Malgré tout cet attirail sur scène, le concert reste mené par un seul homme face à quelques milliers de personnes. La mise en scène comble un petit peu le vide, et -M- a encore une fois fourni un accessoire à tous les membres du public, cette fois une paire de lunettes en forme de M, avec des verres adaptés à la 3D. Le relief est utilisé à deux reprises pendant le concert, mais la technologie rudimentaire — un verre bleu et un rouge — ne fonctionne pas très bien, surtout si l’on est décentré par rapport à la scène. À dire vrai, c’est surtout une idée géniale pour faire parler du concert, puisque toute la salle multiplie les selfies en portant les lunettes. Et à dire vrai aussi, la mise en scène souvent sophistiquée, avec des jeux de caméras et les M qui se multiplient s’efface souvent devant l’artiste seul et ses morceaux. -M- n’a jamais peur d’apparaître seul avec ses instruments, sur la scène et même au beau milieu du public. Le temps de quelques morceaux, il se retrouve ainsi sur un piano au centre de la fosse, à chanter ses morceaux avec une proximité rare à son niveau. Plus tard, il traverse la fosse avec sa guitare et monte même dans les gradins, il s’assied à côté d’une mamie, puis laisse un gamin jouer quelques accords avec le guitare. La magie opère à plein, si bien que l’on oublie les expérimentations scéniques et les machines étranges, il ne reste bien vite que la musique et les participations de plus en plus enthousiastes du public. On commence avec la pluie simulée par toute la salle et comme à la grande époque, le concert finit en une boîte de nuit géante avec « Machistador ». Cet autre classique indémodable finit de lever et inciter tout le monde dans Brest Arena à danser, y compris sur scène pour certains.

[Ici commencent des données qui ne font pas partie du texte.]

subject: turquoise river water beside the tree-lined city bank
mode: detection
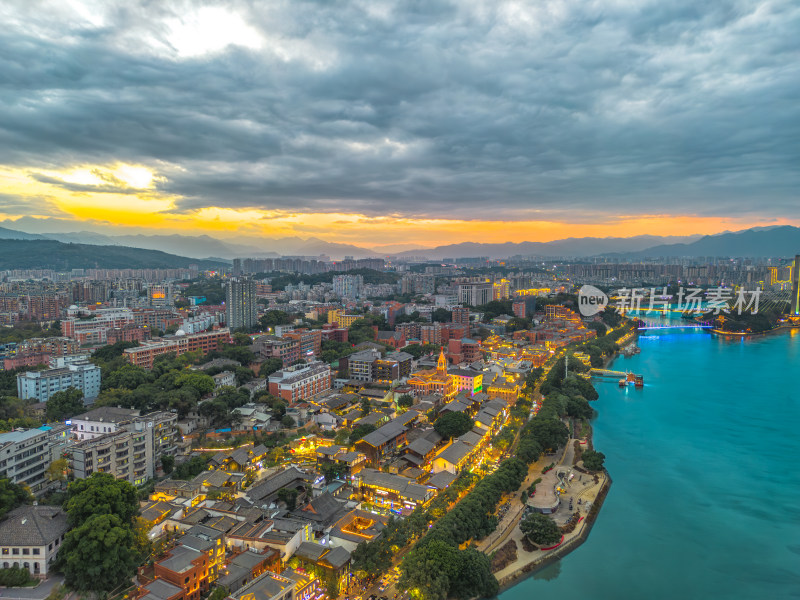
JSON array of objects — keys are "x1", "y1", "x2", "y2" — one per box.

Qui d’autre que -M- pourrait faire danser une salle entière en étant seul sur scène, accompagné d’une guitare et de quelques samplers ? Plus de vingt ans après son premier album, Matthieu Chedid se dévoile toujours autant sur scène et alors même qu’il s’approche doucement de la cinquantaine, il n’a pas perdu de sa fougue et son bonheur en concert est manifeste. Même si sa complicité avec Vincent Ségal et Cyril Atef des premières tournées peut manquer, ce nouveau spectacle est bien la preuve qu’il n’a besoin de personne pour interpréter ses morceaux et inciter toute une salle à les chanter avec lui. C’est une cure de bonne humeur et on ressort de concert après plus de trois heures le sourire aux lèvres.